Politics & Government

Women for Kansas protest rally highlights complaints in education, health care and politics


Jean Schodorf, right, gets support from Monique Pittman-Lui from Topeka during a Women for Kansas “Taking Back Kansas” public rally at A. Price Woodard Park on Friday. Over 500 women turned out to oppose Gov. Sam Brownback. (Aug. 29, 2014)
Jean Schodorf, right, gets support from Monique Pittman-Lui from Topeka during a Women for Kansas “Taking Back Kansas” public rally at A. Price Woodard Park on Friday. Over 500 women turned out to oppose Gov. Sam Brownback. (Aug. 29, 2014) The Wichita Eagle

Issues in education, health care and religion in politics highlighted a list of complaints aired Friday night by several hundred women who gathered for a convention protesting what they call growing extremism in Kansas government.

Several women spoke on a variety of topics. All got standing ovations, but the biggest cheers came for 16-year-old Anna Jenney, a Wichita high school student who lambasted Gov. Sam Brownback on education.

Anna is the granddaughter of Rep. Pat Sloop, D-Wichita, and the daughter of Charles Jenney, the Democratic candidate for state representative from the 87th District.

“Sam Brownback says he’s the education governor, but let’s face it, a sixth-grader could do a better job,” Anna said to wild cheers and laughter.

“Gov. Brownback, would you like to know your grade for your Kansas experiment?” she said. Then, holding up a sign reading “F-,” she said, “You’re failing!”

Stephanie Harsin, a Topeka special education teacher, said she was at the Capitol protesting when the Legislature passed a law to remove teachers’ due-process protection from firing, but lawmakers refused to listen. Instead, she said, they sneaked into the chamber through back stairways to dodge the teacher protest and passed the law in the dead of night.

“These people were disrespected publicly and viciously by the very people who were elected to represent them,” Harsin said.

About 500 women and a few men gathered for the Women for Kansas protest rally that began on the hillside at A. Price Woodard Park on the east back of the Arkansas River. But rain forced the event inside, where it continued for registrants at the group’s “Take back Kansas” convention.

Organizers said the convention at the Drury Plaza Broadview Hotel had sold out to its maximum capacity of 500 attendees and that women were on a waiting list to get tickets for Saturday if there are any no-shows.

Saturday’s lineup of speakers will include Democratic gubernatorial candidate Paul Davis; his running mate Jill Docking; independent U.S. Senate candidate Greg Orman, who is in a three-way race for Senate with incumbent Pat Roberts and Democratic Shawnee County District Attorney Chad Taylor; and former state Sen.
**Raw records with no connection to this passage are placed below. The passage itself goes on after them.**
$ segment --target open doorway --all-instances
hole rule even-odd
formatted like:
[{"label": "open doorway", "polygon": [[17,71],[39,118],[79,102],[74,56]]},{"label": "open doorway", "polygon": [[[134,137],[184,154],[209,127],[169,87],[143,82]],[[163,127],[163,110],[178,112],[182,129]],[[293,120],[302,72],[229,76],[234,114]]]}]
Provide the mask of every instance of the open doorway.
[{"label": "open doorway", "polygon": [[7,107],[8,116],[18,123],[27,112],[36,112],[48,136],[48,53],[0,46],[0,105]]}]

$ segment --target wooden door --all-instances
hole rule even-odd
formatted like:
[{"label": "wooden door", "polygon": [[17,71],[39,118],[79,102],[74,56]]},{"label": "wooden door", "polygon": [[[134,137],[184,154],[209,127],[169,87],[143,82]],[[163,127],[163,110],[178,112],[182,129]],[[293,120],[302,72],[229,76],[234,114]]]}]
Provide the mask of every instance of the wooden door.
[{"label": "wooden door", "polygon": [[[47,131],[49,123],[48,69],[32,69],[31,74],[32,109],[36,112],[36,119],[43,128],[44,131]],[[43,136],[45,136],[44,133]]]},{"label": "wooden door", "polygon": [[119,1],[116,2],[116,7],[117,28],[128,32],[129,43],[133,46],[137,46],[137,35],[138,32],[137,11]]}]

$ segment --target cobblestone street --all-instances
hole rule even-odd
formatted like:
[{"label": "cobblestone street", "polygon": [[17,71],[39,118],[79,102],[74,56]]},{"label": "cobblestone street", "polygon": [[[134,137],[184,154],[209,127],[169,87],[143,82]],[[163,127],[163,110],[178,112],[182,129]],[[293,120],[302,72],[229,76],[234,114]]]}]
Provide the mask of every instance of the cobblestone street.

Jean Schodorf, who is running against Republican Secretary of State Kris Kobach.

Friday’s event was part pep rally, part concert featuring the Cherokee Maidens, a local musical group led by former Dixie Chick Robin Macy.

Gina Austin-French, wearing a replica of an 1800s suffragette costume, said women can make the difference in the upcoming November election.
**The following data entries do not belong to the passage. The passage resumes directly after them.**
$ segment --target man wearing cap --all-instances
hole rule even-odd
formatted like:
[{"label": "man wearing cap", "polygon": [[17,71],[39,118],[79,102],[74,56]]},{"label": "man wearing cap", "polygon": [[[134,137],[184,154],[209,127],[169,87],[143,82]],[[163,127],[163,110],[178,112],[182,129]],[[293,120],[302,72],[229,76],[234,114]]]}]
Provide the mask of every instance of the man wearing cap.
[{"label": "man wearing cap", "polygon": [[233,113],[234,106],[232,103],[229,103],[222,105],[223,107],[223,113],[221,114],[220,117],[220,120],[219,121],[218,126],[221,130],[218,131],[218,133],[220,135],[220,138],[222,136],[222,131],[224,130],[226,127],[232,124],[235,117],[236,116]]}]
After tracing the evolution of the right to vote for women, she thundered: “We have votes for women. We need women to vote.”
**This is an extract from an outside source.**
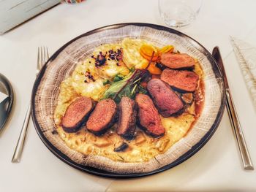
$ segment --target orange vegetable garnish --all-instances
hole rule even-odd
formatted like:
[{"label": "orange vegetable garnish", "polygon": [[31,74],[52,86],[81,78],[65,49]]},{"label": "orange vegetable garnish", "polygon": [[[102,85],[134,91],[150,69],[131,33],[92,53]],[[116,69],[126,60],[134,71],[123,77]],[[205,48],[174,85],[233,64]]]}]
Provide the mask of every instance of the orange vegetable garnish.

Lori Lawrence of Wichita told the crowd that 182,000 people are without health care in Kansas because of Brownback’s rejection of federal funding to expand Medicaid. Because of a Supreme Court ruling on the federal Affordable Care Act, some workers make too much to qualify for Medicaid but not enough to be eligible for subsidized health coverage through the ACA insurance exchanges.

The federal government has offered states funding to help close that gap, but Brownback has not accepted it, saying that it could force the state into a position where it would have to spend more in the future.

Lawrence told the conventioneers that because of that decision, 330 Kansans will die this year due to lack of proper health care. Her Facebook group, Help Expand Medicaid in Kansas is planning a “death count vigil” on Oct. 18.

“The only way we’re going to get that expanded is to have a new governor,” she said.

Former Wichita State political science teacher Vickie Stangl, a member of Americans United, criticized Brownback and legislators for mixing religion and politics. She said it goes against the founders’ vision of a secular government.

“In their imaginary world, only people of their faith are moral and worthy of holding public office,” she said. “Good government means listening to logic and reason, but Brownback only listens to his gang of corporate buddies and religious zealots.”